# Endo scratch and late AF



## PollyWolly (Mar 10, 2014)

Hello ladies  

My DH and I are embarking on our third IVF cycle this month.  

I had an endo scratch last Tuesday, 4 March which was day 22 of my cycle.  My cycles are usually 26 days long - today is day 28 and still no sign of AF   Really annoying as want to get going!  Just wondered if anyone else has had the same thing happen to them?


----------



## Molly99 (Apr 16, 2012)

Tee hee, I wrote your post a month or so ago!!  I couldn't find a single reference to late periods after an endo scratch anywhere, not even on Dr Google.

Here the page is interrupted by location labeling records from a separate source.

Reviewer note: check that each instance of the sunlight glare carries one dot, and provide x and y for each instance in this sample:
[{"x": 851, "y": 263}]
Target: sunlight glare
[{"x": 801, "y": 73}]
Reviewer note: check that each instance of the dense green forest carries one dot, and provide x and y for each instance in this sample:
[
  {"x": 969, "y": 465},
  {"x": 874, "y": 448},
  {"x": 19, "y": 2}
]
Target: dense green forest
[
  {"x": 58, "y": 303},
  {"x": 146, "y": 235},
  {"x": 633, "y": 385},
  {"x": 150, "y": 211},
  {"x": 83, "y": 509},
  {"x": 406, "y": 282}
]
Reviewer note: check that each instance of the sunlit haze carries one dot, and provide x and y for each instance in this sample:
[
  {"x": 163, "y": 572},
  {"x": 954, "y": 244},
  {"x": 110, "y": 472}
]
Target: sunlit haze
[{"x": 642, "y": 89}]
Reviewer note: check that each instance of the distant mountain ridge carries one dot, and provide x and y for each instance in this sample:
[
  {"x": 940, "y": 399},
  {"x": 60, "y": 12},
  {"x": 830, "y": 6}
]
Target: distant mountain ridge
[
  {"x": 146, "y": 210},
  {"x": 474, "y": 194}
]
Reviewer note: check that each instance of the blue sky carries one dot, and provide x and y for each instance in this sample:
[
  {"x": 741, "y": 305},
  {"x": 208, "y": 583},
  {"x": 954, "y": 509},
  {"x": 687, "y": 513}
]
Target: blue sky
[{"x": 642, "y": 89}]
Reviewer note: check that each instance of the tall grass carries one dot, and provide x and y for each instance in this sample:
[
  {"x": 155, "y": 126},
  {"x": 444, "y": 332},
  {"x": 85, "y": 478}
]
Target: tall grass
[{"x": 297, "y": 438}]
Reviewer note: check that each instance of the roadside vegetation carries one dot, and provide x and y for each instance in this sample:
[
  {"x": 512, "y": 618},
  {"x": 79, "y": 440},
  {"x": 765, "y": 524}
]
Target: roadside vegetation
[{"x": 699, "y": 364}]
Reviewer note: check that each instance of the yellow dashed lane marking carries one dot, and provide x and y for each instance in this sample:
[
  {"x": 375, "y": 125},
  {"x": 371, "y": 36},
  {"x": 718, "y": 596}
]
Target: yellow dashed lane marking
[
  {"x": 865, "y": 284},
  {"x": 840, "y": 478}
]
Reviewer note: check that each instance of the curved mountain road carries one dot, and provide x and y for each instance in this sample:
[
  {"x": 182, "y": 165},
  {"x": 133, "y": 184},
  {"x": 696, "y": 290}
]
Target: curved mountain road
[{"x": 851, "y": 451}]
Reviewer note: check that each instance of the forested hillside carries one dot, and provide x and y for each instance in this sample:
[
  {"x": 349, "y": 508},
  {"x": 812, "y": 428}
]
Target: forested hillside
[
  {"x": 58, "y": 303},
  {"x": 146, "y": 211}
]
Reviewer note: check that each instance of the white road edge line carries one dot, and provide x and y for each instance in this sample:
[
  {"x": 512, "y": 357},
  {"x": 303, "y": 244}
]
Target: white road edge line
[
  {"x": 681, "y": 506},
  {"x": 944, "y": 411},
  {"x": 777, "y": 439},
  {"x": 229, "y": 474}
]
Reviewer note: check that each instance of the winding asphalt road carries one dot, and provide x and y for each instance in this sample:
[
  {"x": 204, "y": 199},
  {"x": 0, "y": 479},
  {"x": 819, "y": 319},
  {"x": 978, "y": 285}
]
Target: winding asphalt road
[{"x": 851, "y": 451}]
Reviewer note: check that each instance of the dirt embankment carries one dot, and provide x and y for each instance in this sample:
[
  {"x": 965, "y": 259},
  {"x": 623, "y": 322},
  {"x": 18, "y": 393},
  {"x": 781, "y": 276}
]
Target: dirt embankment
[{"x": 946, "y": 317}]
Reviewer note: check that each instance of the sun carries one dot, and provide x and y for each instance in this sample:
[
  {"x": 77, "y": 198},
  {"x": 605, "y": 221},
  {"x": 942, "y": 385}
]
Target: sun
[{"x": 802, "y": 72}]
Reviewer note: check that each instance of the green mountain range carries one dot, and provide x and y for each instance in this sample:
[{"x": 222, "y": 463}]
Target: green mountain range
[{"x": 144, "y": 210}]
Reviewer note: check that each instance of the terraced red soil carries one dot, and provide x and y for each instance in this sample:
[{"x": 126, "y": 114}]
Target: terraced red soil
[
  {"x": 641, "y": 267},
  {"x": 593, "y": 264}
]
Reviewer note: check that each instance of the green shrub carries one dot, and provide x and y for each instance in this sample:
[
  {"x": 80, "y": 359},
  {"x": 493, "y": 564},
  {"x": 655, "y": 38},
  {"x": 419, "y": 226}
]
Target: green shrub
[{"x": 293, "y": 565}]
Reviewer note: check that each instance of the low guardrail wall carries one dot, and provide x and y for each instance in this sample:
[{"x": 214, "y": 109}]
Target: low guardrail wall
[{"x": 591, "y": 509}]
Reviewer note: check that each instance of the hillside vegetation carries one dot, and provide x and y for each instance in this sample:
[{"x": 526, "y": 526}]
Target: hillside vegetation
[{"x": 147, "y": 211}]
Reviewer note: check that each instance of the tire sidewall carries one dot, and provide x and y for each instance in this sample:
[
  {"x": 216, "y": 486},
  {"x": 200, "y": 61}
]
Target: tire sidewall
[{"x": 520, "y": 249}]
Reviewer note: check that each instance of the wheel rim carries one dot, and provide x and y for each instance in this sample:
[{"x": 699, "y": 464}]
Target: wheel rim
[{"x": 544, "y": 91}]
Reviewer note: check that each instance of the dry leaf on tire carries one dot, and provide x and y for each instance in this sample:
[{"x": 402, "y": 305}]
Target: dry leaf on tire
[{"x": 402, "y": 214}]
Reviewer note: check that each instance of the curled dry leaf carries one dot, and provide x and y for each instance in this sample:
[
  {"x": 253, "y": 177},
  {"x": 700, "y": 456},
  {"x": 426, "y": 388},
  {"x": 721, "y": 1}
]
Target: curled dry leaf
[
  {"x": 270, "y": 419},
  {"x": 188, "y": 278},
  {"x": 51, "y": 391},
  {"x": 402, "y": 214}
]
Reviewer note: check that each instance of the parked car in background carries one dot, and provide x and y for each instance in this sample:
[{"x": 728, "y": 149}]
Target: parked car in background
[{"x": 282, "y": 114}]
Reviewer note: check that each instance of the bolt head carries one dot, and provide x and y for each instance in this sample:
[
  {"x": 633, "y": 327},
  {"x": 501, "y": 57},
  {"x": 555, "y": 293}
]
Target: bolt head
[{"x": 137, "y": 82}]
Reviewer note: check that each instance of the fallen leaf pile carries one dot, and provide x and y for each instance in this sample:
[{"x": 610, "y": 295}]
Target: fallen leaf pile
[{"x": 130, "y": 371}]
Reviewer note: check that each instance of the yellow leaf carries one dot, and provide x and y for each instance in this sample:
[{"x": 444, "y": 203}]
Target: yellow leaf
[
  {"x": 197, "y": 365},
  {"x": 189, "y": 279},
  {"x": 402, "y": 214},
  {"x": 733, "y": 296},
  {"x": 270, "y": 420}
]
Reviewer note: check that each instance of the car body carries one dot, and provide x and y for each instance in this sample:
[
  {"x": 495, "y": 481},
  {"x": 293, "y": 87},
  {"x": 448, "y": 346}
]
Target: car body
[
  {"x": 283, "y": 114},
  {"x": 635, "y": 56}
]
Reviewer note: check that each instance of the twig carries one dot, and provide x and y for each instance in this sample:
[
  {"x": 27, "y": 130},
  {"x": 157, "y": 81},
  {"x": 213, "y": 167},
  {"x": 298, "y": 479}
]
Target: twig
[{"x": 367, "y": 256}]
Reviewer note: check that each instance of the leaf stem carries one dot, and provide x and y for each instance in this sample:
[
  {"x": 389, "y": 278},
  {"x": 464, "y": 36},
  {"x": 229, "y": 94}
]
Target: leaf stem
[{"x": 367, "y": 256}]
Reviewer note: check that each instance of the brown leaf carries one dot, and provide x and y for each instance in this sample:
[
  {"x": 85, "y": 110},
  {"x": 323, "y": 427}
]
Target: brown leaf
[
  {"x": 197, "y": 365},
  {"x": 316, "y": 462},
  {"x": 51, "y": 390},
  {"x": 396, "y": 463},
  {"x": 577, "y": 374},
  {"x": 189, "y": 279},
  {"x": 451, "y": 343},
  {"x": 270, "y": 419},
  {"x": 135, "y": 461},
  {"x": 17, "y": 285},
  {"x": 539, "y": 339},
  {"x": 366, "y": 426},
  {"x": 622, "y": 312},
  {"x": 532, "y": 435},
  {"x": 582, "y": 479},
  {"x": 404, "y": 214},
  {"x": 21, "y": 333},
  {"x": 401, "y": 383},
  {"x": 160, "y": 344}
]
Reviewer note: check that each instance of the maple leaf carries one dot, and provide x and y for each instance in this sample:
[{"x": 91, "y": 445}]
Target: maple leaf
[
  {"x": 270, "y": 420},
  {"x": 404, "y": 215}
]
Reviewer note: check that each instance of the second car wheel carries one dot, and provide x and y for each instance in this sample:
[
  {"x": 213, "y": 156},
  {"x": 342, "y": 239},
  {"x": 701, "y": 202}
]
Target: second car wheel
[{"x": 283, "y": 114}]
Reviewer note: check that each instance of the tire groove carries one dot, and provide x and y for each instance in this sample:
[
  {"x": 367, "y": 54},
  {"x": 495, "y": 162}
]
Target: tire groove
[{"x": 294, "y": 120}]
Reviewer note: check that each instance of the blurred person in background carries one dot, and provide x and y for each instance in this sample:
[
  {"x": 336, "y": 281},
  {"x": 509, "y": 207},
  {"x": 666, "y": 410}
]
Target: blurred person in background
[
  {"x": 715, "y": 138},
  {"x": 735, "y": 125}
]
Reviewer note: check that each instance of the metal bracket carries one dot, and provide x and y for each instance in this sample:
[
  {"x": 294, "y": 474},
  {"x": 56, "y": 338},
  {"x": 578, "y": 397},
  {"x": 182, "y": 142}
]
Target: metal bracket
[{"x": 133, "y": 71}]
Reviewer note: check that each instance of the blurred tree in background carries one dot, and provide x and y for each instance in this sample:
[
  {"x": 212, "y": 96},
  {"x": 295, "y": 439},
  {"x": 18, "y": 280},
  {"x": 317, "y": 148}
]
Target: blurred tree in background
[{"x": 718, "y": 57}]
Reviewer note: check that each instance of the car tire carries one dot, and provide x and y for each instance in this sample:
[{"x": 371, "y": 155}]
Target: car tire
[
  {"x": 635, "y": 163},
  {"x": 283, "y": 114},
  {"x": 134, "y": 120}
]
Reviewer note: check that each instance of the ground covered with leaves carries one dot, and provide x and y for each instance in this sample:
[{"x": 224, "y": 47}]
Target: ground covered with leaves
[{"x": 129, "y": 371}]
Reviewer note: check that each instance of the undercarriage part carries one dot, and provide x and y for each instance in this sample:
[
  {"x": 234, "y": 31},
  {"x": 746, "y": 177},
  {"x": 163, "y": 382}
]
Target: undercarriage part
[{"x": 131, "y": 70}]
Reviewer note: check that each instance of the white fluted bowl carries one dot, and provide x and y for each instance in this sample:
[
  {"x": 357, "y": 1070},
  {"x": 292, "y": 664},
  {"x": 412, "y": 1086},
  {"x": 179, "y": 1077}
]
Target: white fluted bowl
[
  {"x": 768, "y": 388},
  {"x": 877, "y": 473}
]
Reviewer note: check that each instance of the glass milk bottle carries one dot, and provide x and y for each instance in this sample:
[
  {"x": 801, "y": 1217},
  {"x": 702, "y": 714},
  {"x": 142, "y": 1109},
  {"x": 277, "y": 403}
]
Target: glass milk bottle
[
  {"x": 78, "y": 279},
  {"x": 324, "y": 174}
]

Rest assured, it does happen and a couple of days late can be pretty normal.  I have a very regular 28 day cycle and have never been more than a couple of days late in my life.

Have you called your clinic?  I was so worried but I felt much better after going in for a scan.  They checked the thickness of my lining to see whether the bleeding I had after the scratch was in fact an early period.  It turns out that it wasn't and that it was hormonal, I was very slightly, almost pregnant   and had a lingering corpus luteum that was stopping my period from arriving.

It did come in the end,  over 20 days late.  Queue lots more worrying about starting my period either 20 days late or 8 days early and missing our cycle that would have made the endo scratch really worthwhile.  

Hopefully your period will arrive soon, but I'd let your clinic know just to put your mind at rest and see if they want to give you a check up.  The good news is that if you did miss or have a delayed period, the scratch can still do its job for up to 3 months.

Sending you lots of  , I know how worrying it is for you xx


----------



## PollyWolly (Mar 10, 2014)

Hello Molly, Polly here!

Thank you for taking the time to reply.  Good to know that the endo scratch can do its job for 3 months.  Poor you having to wait 20 days!! That must have completely messed up your head!  

Husband and I have both waited so long this time around as my screening blood test showed I was no longer immune to rubella (can you believe that??!), so I had to have the MMR jab two months' apart and then wait another month to be re-tested for immunity - and now all this!  How many more hurdles eh?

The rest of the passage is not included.